Letters from the World

ソフトウェアシティ武漢

2002/11/04 15:37

週刊BCN 2002年11月04日vol.964掲載

 武漢は中国のど真ん中に位置し、交通の要所である。巨大な長江が中心を流れ、またその支流の漢江が直角に交わっている。三国志の舞台としても有名であり、長い歴史のある都市である。辛亥革命がここ、武漢で1911年に孫文によって起こされた。中華民国はここで誕生したわけだ。

 台湾から訪れると、なにやら感慨深いものがある。また、上海とならび、列強の租借地となり、商業都市として当時大いに繁栄したという。長江沿いには、フェリー港や、税関の建物がある。
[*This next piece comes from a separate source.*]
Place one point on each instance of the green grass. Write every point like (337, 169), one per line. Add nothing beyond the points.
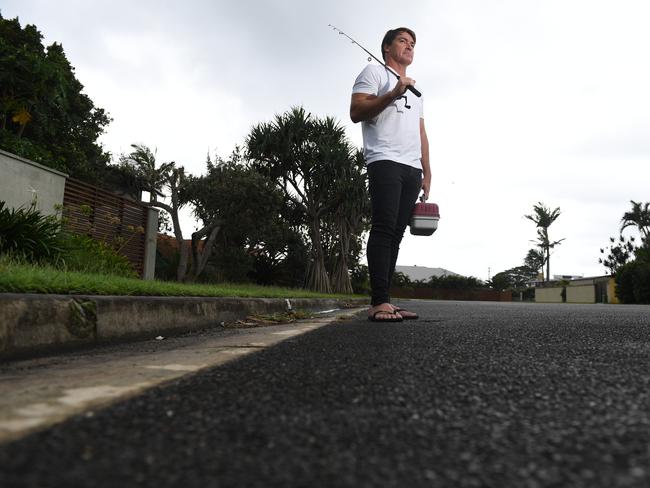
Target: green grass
(26, 278)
その周りには、ヨーロッパの如く、エキゾチックな洋風建築がならんでいる。そんな歴史ある大都市、武漢市であるが、現在の中国では、ソフトウェアシティとして秘かに注目されている。

 当市は900万人の人口をもつが、20以上もの大学や専門学校があり、大半は理工系である。そこから輩出される多くのエンジニアの卵たちは、他の大都市の企業や、沿海部のソフトウェアパークへと就職する。しかし、当地へとどまり、ベンチャーを興す起業家も少なくない。街中には光ファイバーが敷き詰められており、中国でも指折りの情報インフラが整備される。

 泊まったホテルもブロードバンドインターネットへ無料接続でき、大変便利であった。ここでは、国土開発やインフラ整備にかかせない、GISシステムの開発をしているソフトウェア会社が4社も集中している。発展のスピードが速い中国では三次元のデジタルマップを元にした、GIS技術などが必須である。湖北ソフトウェア産業基地は300ものソフトウェア会社が建ち並び、その輸出額も1200万ドルを超える。インテルが地元企業に資本参加をするなど、海外企業も最近は大変に着目している。ハードばかりに目が向きがちの中国であるが、武漢や、成都など、ソフトに強い都市もあるのである。